Ia mengakui, posisi biro kepegawaian sering dipandang sebagai ‘malaikat pencabut nyawa’ karena berkaitan dengan penanganan kasus disiplin ASN.
Ia menegaskan, pembenahan tata kelola menjadi fokus utama Kementerian Agama, salah satu langkah yang didorong adalah penerapan layanan publik berbasis digital.
“Semua layanan publik harus berbasis digital (online system) dan sesuai dengan SOP serta standar pelayanan publik,” ujarnya.
Ia menyebut, setiap surat masuk harus ditindaklanjuti maksimal dalam 7 hari kerja, dan paling lambat 14 hari. Jika tidak, akan memunculkan persepsi negatif di masyarakat.
Sebagai contoh, sistem kenaikan pangkat guru kini sudah dapat dilakukan melalui aplikasi berbasis smartphone.

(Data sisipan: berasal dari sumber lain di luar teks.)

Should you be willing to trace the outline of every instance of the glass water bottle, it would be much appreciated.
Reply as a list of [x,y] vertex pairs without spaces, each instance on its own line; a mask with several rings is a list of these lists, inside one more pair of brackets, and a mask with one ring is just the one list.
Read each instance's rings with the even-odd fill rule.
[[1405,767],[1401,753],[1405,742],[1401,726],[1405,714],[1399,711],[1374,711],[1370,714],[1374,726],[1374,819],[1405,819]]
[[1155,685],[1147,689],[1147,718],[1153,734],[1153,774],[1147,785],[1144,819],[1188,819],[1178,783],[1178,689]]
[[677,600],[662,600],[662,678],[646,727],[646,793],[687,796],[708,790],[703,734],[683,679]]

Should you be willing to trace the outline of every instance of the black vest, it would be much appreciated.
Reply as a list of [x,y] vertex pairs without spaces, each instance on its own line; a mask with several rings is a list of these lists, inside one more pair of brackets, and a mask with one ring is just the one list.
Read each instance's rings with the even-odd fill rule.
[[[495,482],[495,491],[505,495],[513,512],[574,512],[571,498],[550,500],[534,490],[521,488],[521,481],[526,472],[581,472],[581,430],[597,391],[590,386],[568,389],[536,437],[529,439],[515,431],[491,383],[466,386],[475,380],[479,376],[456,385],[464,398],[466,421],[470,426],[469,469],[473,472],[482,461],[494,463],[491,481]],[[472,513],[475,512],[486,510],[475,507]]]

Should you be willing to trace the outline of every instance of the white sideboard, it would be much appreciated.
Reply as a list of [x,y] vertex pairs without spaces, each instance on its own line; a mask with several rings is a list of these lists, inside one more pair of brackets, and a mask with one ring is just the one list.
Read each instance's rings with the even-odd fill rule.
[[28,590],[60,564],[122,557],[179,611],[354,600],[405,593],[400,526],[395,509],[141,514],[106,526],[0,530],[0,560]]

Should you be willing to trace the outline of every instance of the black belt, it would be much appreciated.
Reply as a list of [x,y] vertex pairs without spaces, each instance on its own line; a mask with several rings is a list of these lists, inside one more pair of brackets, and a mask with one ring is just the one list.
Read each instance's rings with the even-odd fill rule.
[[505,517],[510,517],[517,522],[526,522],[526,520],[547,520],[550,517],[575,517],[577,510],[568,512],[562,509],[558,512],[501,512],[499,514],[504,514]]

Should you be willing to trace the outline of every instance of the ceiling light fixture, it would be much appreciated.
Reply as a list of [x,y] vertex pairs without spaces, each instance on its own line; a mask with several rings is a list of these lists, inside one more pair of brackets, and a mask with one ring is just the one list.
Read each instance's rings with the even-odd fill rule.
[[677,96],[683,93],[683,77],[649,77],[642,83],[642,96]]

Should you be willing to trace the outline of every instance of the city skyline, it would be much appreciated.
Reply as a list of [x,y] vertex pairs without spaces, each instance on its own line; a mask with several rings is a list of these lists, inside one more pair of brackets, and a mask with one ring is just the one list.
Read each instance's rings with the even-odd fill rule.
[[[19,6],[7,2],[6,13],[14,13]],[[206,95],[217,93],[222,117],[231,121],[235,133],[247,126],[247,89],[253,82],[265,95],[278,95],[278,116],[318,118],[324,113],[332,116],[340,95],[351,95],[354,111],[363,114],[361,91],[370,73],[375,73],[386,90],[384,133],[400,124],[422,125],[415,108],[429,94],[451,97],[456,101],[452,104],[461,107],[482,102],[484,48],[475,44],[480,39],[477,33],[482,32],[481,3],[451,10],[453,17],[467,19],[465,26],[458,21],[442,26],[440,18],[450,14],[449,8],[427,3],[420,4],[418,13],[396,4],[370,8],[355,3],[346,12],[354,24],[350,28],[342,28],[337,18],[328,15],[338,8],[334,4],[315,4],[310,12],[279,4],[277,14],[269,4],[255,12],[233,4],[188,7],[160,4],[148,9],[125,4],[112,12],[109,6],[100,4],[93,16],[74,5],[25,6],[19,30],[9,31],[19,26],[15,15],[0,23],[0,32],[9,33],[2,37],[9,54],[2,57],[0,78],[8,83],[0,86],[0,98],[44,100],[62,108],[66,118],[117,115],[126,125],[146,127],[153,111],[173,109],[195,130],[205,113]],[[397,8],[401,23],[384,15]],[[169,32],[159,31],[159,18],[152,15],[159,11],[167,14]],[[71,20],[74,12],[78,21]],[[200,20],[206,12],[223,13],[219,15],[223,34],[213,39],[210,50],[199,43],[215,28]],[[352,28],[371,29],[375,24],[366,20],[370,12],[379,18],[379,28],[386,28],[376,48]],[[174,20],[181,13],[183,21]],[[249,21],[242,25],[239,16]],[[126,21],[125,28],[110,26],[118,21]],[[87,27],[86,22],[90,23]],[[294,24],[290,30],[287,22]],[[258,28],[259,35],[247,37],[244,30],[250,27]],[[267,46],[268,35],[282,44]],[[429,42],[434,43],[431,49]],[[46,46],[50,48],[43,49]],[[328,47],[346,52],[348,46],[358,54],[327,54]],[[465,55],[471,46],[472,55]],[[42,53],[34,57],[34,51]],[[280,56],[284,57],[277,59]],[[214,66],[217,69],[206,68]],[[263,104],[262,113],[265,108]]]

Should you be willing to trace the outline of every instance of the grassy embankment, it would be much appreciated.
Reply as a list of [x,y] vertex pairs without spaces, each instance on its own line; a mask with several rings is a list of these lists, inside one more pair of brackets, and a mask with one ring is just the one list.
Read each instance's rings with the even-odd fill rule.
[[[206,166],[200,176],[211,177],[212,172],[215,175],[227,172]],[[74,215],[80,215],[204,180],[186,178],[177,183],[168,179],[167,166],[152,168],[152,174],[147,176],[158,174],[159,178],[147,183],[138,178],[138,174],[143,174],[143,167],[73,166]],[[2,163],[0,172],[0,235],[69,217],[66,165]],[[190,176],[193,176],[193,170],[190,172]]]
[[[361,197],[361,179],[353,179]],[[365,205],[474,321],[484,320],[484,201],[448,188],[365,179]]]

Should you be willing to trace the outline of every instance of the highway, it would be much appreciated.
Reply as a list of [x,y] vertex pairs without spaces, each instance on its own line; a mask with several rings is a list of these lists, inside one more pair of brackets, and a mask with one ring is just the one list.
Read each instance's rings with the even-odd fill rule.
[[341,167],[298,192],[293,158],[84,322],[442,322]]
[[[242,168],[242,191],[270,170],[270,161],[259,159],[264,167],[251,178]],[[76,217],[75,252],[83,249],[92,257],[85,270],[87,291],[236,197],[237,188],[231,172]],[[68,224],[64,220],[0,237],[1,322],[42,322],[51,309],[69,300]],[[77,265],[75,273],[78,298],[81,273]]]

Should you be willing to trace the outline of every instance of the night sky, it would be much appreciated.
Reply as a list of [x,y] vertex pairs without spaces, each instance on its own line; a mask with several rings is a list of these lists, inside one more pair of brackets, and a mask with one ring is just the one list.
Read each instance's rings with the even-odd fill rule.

Hal ini memudahkan ASN, terutama di daerah 3T, dalam mengakses layanan tanpa harus datang langsung.
UIN Raden Intan
Raker UIN
Karo SDM Kemenag
Kementerian Agama
"Dilarang mengambil dan/atau menayangkan ulang sebagian atau keseluruhan artikel di atas tanpa seizin redaksi"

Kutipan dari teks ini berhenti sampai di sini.